Quad comm chair Surigao del Norte Rep. Ace Barbers said Yang “may be one of the biggest ‘budol’ (frauds) who posed as a legitimate businessman.”
“Behind all of his businesses, Yang used our officials so that he could ship tons of illegal drugs into our country in the guise of being a legit investor. That’s how we were duped,” Barbers said. Yang has been in hiding.
Yang was also tagged in the so-called Pharmally scandal. Pharmally, an upstart drug company with just P625,00 capital but backed by Yang, won P18.8-billion contracts to supply COVID test kits and other supplies. The items were either overpriced, substandard or never delivered, but the company was paid just the same.
Acop cited the testimonies of three principal witnesses – broker Mark Taguba, agent Jimmy Guban and Col. Eduardo Acierto.
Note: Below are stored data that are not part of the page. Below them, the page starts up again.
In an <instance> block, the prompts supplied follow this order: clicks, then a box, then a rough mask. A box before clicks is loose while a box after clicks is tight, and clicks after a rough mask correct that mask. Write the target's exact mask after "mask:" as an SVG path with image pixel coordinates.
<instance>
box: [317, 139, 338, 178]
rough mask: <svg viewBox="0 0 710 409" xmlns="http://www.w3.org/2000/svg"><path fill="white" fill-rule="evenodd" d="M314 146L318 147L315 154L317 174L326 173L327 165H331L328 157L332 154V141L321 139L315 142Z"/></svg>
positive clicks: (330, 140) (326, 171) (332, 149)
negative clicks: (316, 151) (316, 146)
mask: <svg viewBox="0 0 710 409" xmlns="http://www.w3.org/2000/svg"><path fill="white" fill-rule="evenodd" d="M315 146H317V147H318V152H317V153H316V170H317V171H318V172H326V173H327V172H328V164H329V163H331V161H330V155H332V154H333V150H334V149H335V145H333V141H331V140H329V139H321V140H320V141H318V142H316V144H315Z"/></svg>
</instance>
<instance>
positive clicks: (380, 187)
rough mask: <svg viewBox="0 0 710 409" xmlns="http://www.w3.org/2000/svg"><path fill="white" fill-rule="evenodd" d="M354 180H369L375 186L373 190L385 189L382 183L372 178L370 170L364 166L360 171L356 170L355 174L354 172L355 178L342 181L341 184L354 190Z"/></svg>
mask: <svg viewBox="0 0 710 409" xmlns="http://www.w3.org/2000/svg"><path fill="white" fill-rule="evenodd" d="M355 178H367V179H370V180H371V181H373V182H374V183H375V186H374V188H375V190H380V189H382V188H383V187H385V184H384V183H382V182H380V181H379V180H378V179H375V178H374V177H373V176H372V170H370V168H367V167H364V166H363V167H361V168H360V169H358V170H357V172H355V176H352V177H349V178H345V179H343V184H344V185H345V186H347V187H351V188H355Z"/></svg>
Taguba and Guban were witnesses in two major illegal shabu shipments – P6.4 billion worth inside metal cylinders in 2017 and P3.4 billion worth inside magnetic lifters in 2018. Both shipments entered the Manila International Container Port and involved Duterte son Paolo Duterte, his son-in-law Atty. Mans Carpio and Michael Yang, alias Dragon, the presidential adviser and a Davao mall owner.
Rodrigo Duterte, Paolo Duterte, Carpio, Yang, along with now Sen. Ronald “Bato” dela Rosa, chief of the Philippine National Police during Duterte’s presidency, were the leaders of what Acop pictured as the Davao Mafia. The illegal drug trade had hubs in Davao, Cagayan de Oro, Bukidnon and Pampanga.
A police intelligence officer, Acierto categorically named president Duterte and Dela Rosa as “integral personalities in protecting the illegal drugs network in the Philippines.”
“Worse, they served as key figures in ensuring that large volumes of illegal drugs slip right through our borders. And where is Col. Acierto now? He’s in hiding because former president Duterte wants him dead,” said Acop.